The green iguana ranges over a large geographic area, from southern Brazil and Paraguay as far north as Mexico. Also the Caribbean islands, especially Puerto Rico, where they are very common throughout the island; and in the United States in South Florida (including the Florida Keys), Hawaii, and the Rio Grande Valley of Texas.
When frightened by a predator, green iguanas will attempt to flee, and if near a body of water, they dive into it and swim away. If cornered by a threat, the green iguana will extend and display the dewlap under its neck, stiffen and puff up its body, hiss, and bob its head at the aggressor. If threat persists the iguana can lash with its tail, bite and use its claws in defense. The wounded are more inclined to fight than uninjured prey.
Green iguanas use "head bobs" and dewlaps in a variety of ways in social interactions, such as greeting another iguana or to court a possible mate. The frequency and number of head bobs have particular meanings to other iguanas.
Green iguanas are hunted by predatory birds and their fear of these is exploited as a ploy to catch them in the wild. The sound of a hawk's whistle or scream makes the iguana freeze and it becomes easier to capture.
Green Iguanas are primarily herbivores, with captives feeding on leaves such as turnip greens, mustard greens, dandelion greens, flowers, fruit, and growing shoots of upwards of 100 different species of plant. In Panama one of the green iguana's favorite foods is wild plum, Spondias mombin.
Although they will consume a wide variety of foods if offered, green iguanas are naturally herbivorous and require a precise ratio of minerals (2 to 1 calcium to phosphorus) in their diet. It is important for captive iguanas to have a variety of leafy greens along with fruits and vegetables such as turnip greens, collards, butternut squash, acorn squash, mango,and parsnip. Juvenile iguanas often eat feces from adults in order to acquire the essential microflora to digest their low-quality and hard-to-process vegetarian-only diet.

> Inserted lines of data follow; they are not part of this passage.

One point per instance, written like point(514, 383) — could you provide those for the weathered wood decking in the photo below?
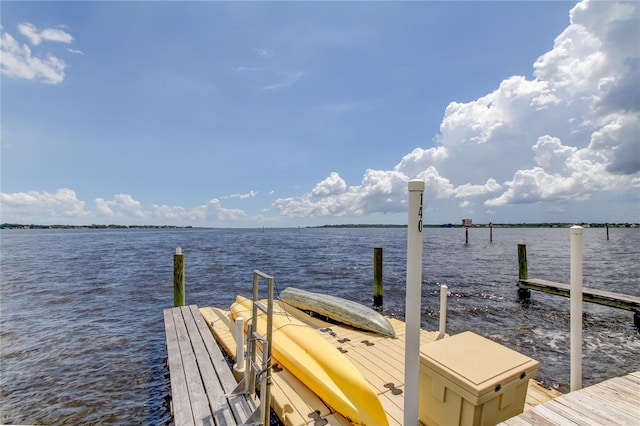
point(379, 358)
point(612, 402)
point(201, 379)
point(601, 297)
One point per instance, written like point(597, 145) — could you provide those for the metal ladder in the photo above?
point(253, 370)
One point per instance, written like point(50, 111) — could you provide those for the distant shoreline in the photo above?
point(445, 225)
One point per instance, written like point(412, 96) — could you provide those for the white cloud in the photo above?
point(17, 60)
point(287, 80)
point(332, 185)
point(469, 190)
point(34, 205)
point(48, 34)
point(568, 133)
point(264, 52)
point(249, 194)
point(418, 160)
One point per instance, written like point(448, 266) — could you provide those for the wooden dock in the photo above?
point(201, 379)
point(296, 405)
point(606, 298)
point(612, 402)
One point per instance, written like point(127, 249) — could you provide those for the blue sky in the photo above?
point(311, 113)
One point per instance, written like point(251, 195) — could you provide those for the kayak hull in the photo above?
point(338, 309)
point(319, 365)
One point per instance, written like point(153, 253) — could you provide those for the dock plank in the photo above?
point(607, 298)
point(613, 402)
point(293, 402)
point(180, 395)
point(195, 388)
point(200, 376)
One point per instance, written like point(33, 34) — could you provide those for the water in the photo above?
point(82, 332)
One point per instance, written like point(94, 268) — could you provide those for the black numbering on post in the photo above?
point(420, 215)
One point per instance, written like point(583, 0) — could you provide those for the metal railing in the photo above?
point(255, 371)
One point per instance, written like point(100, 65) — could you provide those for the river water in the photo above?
point(82, 332)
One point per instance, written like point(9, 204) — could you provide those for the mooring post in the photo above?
point(523, 272)
point(178, 278)
point(575, 273)
point(413, 302)
point(377, 277)
point(442, 329)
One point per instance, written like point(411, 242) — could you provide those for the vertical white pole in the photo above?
point(239, 344)
point(576, 307)
point(412, 311)
point(443, 311)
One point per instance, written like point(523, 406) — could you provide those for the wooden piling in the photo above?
point(178, 278)
point(523, 271)
point(377, 278)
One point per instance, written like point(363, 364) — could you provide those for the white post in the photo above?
point(239, 366)
point(576, 307)
point(412, 311)
point(443, 311)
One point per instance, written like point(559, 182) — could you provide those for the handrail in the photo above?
point(252, 369)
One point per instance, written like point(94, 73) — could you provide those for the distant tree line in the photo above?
point(94, 226)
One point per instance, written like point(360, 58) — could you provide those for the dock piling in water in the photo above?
point(178, 278)
point(523, 272)
point(377, 278)
point(576, 307)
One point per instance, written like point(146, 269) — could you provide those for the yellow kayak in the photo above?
point(319, 365)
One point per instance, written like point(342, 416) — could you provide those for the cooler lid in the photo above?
point(474, 362)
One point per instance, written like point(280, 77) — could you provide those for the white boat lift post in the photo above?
point(413, 294)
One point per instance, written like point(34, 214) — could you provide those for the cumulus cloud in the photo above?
point(63, 203)
point(249, 194)
point(568, 133)
point(332, 185)
point(19, 61)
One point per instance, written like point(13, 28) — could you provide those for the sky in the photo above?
point(272, 114)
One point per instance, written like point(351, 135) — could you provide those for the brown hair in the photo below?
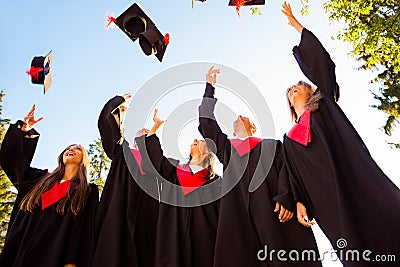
point(312, 100)
point(208, 161)
point(76, 193)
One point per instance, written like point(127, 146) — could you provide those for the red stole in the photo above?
point(188, 181)
point(138, 157)
point(301, 131)
point(57, 192)
point(243, 147)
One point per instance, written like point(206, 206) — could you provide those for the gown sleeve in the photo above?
point(110, 123)
point(153, 159)
point(208, 126)
point(16, 155)
point(81, 240)
point(284, 192)
point(316, 64)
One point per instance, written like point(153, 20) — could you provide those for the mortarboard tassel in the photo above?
point(239, 4)
point(166, 39)
point(34, 72)
point(109, 20)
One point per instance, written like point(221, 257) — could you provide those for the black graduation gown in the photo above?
point(247, 222)
point(127, 216)
point(335, 176)
point(42, 238)
point(185, 235)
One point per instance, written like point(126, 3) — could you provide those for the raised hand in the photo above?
point(302, 216)
point(29, 120)
point(284, 214)
point(211, 76)
point(127, 96)
point(141, 132)
point(157, 123)
point(287, 11)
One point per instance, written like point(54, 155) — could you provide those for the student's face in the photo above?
point(73, 155)
point(298, 94)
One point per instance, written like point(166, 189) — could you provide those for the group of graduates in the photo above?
point(154, 210)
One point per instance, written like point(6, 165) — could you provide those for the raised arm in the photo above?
point(110, 123)
point(18, 148)
point(208, 126)
point(314, 61)
point(153, 159)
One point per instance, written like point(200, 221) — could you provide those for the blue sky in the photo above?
point(91, 65)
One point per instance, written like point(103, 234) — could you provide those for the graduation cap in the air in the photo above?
point(40, 71)
point(194, 2)
point(239, 3)
point(136, 24)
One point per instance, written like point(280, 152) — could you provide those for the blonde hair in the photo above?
point(311, 102)
point(76, 193)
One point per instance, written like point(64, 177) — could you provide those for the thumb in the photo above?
point(277, 207)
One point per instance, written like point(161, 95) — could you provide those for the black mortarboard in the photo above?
point(136, 24)
point(239, 3)
point(40, 71)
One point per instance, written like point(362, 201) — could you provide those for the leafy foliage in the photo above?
point(373, 30)
point(99, 163)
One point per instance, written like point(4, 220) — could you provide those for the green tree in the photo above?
point(7, 197)
point(99, 164)
point(373, 30)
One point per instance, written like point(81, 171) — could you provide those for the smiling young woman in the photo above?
point(53, 216)
point(334, 178)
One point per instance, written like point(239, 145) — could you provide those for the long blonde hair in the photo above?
point(208, 162)
point(311, 102)
point(76, 193)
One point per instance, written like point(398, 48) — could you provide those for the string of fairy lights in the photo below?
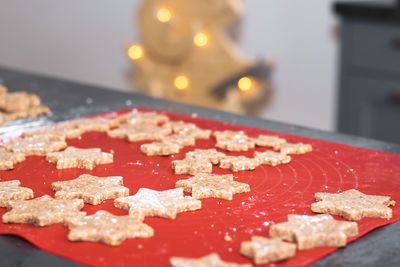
point(201, 39)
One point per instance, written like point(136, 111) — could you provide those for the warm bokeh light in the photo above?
point(164, 15)
point(200, 39)
point(181, 82)
point(135, 52)
point(245, 84)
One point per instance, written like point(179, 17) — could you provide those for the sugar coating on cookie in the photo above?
point(265, 250)
point(107, 228)
point(299, 148)
point(191, 166)
point(235, 144)
point(36, 145)
point(196, 132)
point(211, 155)
point(239, 163)
point(272, 158)
point(141, 117)
point(181, 140)
point(211, 185)
point(139, 132)
point(84, 158)
point(160, 148)
point(42, 211)
point(314, 231)
point(91, 189)
point(270, 141)
point(11, 190)
point(178, 126)
point(166, 204)
point(353, 205)
point(209, 260)
point(8, 159)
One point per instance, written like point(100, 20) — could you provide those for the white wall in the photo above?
point(83, 40)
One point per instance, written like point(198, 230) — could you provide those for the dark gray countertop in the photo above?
point(381, 10)
point(68, 100)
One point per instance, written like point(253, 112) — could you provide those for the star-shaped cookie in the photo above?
point(11, 190)
point(353, 205)
point(166, 204)
point(36, 145)
point(191, 166)
point(139, 132)
point(210, 260)
point(107, 228)
point(42, 211)
point(142, 117)
point(314, 231)
point(180, 139)
point(211, 185)
point(160, 148)
point(211, 155)
point(265, 250)
point(272, 158)
point(8, 159)
point(239, 163)
point(92, 189)
point(84, 158)
point(270, 141)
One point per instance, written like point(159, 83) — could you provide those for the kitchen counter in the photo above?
point(69, 100)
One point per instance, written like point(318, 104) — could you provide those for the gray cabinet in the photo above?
point(369, 88)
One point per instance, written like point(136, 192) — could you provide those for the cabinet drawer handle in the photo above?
point(396, 42)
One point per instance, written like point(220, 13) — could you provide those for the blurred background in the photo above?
point(289, 50)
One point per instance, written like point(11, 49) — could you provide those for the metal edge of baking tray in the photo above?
point(69, 100)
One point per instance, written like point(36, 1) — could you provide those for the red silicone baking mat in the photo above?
point(275, 193)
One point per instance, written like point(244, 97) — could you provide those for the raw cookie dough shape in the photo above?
point(353, 205)
point(211, 185)
point(165, 204)
point(91, 189)
point(107, 228)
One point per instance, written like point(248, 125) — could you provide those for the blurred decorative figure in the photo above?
point(186, 54)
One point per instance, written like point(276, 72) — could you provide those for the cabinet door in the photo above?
point(370, 108)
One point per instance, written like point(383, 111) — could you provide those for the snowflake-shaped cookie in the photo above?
point(239, 163)
point(92, 189)
point(166, 204)
point(353, 205)
point(42, 211)
point(211, 185)
point(270, 141)
point(106, 228)
point(211, 155)
point(314, 231)
point(191, 166)
point(84, 158)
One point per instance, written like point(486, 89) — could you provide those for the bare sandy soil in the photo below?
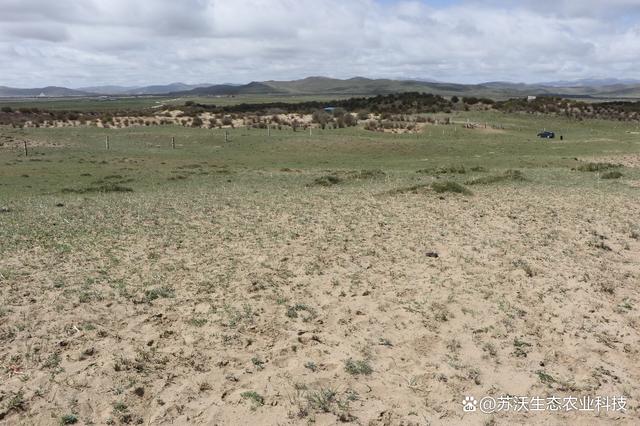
point(326, 306)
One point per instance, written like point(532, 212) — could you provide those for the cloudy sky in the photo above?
point(76, 43)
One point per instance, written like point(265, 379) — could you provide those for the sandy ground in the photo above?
point(183, 305)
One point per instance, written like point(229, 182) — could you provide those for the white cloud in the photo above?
point(86, 42)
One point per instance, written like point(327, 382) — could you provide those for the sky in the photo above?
point(77, 43)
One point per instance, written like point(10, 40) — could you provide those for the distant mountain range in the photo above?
point(591, 88)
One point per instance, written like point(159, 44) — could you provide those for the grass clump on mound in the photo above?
point(327, 180)
point(449, 186)
point(614, 174)
point(509, 175)
point(340, 177)
point(596, 167)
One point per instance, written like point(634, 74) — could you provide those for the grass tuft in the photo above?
point(449, 186)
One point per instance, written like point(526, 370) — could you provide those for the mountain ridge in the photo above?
point(355, 86)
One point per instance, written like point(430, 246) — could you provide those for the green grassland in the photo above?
point(145, 157)
point(315, 277)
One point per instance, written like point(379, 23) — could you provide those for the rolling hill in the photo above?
point(357, 86)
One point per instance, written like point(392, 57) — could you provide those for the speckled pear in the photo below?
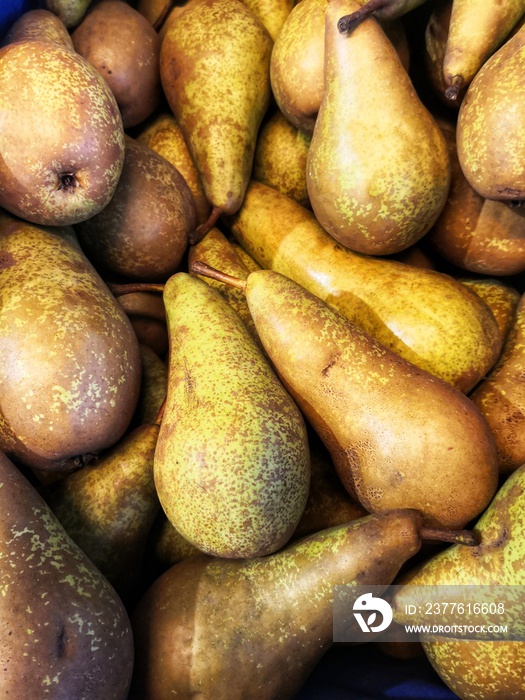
point(65, 633)
point(70, 171)
point(283, 236)
point(376, 183)
point(254, 630)
point(219, 96)
point(399, 437)
point(232, 461)
point(481, 670)
point(70, 376)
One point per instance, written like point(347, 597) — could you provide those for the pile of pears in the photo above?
point(262, 333)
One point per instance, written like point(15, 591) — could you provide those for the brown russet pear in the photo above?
point(143, 232)
point(399, 437)
point(108, 508)
point(480, 670)
point(65, 632)
point(61, 161)
point(501, 396)
point(70, 377)
point(70, 12)
point(254, 629)
point(491, 122)
point(231, 440)
point(477, 234)
point(477, 29)
point(280, 157)
point(283, 236)
point(218, 96)
point(164, 136)
point(376, 184)
point(125, 49)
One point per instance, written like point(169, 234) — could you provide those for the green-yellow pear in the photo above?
point(254, 629)
point(218, 96)
point(376, 183)
point(480, 670)
point(491, 122)
point(62, 139)
point(232, 460)
point(431, 320)
point(501, 396)
point(70, 376)
point(65, 632)
point(399, 437)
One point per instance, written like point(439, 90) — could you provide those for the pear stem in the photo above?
point(452, 92)
point(202, 230)
point(354, 19)
point(200, 268)
point(119, 290)
point(464, 537)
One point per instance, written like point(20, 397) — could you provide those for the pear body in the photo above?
point(218, 96)
point(481, 670)
point(365, 186)
point(399, 437)
point(247, 463)
point(65, 633)
point(70, 378)
point(490, 121)
point(71, 171)
point(253, 630)
point(432, 320)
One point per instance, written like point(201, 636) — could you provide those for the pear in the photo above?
point(71, 171)
point(477, 29)
point(280, 157)
point(125, 49)
point(490, 121)
point(215, 250)
point(480, 670)
point(163, 136)
point(108, 508)
point(399, 437)
point(65, 632)
point(143, 232)
point(378, 184)
point(431, 320)
point(254, 629)
point(477, 234)
point(218, 96)
point(70, 12)
point(501, 396)
point(231, 438)
point(70, 374)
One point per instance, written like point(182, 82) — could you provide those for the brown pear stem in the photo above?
point(202, 230)
point(464, 537)
point(200, 268)
point(119, 290)
point(452, 92)
point(160, 413)
point(354, 19)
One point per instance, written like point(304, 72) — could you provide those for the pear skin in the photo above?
point(281, 235)
point(254, 629)
point(65, 632)
point(399, 437)
point(501, 396)
point(490, 123)
point(376, 184)
point(70, 378)
point(231, 438)
point(481, 670)
point(218, 96)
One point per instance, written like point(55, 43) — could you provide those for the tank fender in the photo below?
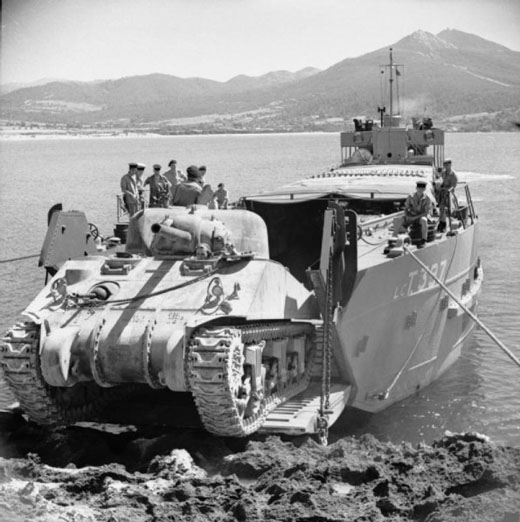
point(55, 356)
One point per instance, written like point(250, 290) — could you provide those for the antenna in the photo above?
point(391, 84)
point(393, 67)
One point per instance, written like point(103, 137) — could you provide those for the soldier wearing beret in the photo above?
point(188, 191)
point(129, 189)
point(159, 188)
point(140, 183)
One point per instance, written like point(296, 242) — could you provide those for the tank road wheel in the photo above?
point(19, 358)
point(20, 362)
point(227, 378)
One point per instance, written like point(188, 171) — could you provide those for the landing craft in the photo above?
point(273, 317)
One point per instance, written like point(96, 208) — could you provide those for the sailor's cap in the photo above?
point(193, 172)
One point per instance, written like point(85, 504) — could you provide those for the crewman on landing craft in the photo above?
point(449, 182)
point(417, 208)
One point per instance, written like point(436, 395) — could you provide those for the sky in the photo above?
point(88, 40)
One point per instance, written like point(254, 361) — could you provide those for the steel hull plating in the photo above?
point(400, 330)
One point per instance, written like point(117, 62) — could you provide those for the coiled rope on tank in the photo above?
point(475, 319)
point(21, 258)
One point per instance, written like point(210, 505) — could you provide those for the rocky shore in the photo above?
point(83, 474)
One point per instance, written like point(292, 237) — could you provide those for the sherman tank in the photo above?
point(192, 305)
point(324, 293)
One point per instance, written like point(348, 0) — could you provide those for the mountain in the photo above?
point(451, 73)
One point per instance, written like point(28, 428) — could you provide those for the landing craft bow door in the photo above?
point(339, 251)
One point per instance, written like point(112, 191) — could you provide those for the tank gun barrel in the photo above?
point(171, 232)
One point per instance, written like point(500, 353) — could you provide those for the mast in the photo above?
point(391, 84)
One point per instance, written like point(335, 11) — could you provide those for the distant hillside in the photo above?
point(451, 73)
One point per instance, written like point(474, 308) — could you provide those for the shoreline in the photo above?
point(38, 136)
point(74, 473)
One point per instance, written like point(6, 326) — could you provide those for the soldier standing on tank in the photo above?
point(140, 184)
point(174, 176)
point(188, 191)
point(222, 196)
point(159, 188)
point(129, 189)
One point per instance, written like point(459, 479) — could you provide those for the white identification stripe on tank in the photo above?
point(368, 172)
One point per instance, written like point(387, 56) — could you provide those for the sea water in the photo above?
point(480, 392)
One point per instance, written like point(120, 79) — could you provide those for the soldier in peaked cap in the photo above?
point(129, 189)
point(417, 209)
point(449, 182)
point(159, 188)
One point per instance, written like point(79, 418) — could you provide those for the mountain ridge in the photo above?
point(450, 72)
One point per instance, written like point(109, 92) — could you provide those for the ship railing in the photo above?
point(460, 210)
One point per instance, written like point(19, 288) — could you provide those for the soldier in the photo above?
point(417, 208)
point(129, 189)
point(222, 196)
point(188, 191)
point(140, 183)
point(175, 177)
point(159, 188)
point(449, 182)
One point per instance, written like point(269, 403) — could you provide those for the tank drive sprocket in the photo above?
point(227, 401)
point(19, 357)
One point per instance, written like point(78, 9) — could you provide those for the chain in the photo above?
point(323, 424)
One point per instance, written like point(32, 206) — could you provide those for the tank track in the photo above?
point(42, 403)
point(214, 365)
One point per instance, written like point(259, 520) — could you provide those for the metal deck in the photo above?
point(299, 415)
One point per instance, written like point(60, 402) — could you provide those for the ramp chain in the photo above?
point(19, 358)
point(216, 365)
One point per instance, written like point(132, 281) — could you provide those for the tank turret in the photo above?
point(194, 305)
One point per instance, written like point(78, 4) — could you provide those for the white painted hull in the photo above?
point(400, 331)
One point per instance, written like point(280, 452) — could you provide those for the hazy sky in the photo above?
point(218, 39)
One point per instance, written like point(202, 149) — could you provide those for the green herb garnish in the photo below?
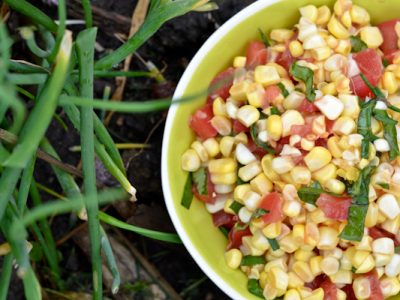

There is some debate as to whether captive green iguanas should be fed animal protein. There is evidence of wild iguanas eating grasshoppers and tree snails, usually as a byproduct of eating plant material. Wild adult green iguanas have been observed eating birds' eggs. Zoologists, such as Adam Britton, believe that such a diet containing protein is unhealthy for the animal's digestive system resulting in severe long-term health damage including kidney failure and leading to premature death. On the other side of the argument is that green iguanas at the Miami Seaquarium in Key Biscayne, Florida, have been observed eating dead fish and individuals kept in captivity have been known to eat mice without any ill effects. De Vosjoli writes that captive animals have been known to survive and thrive on eating nothing but whole rodent block, or monkey chow, and one instance of romaine lettuce with vitamin and calcium supplements. However, it is only recommended that captive iguanas not be fed lettuce or meat, and instead receive the vitamins and minerals they need via a purely herbivore diet.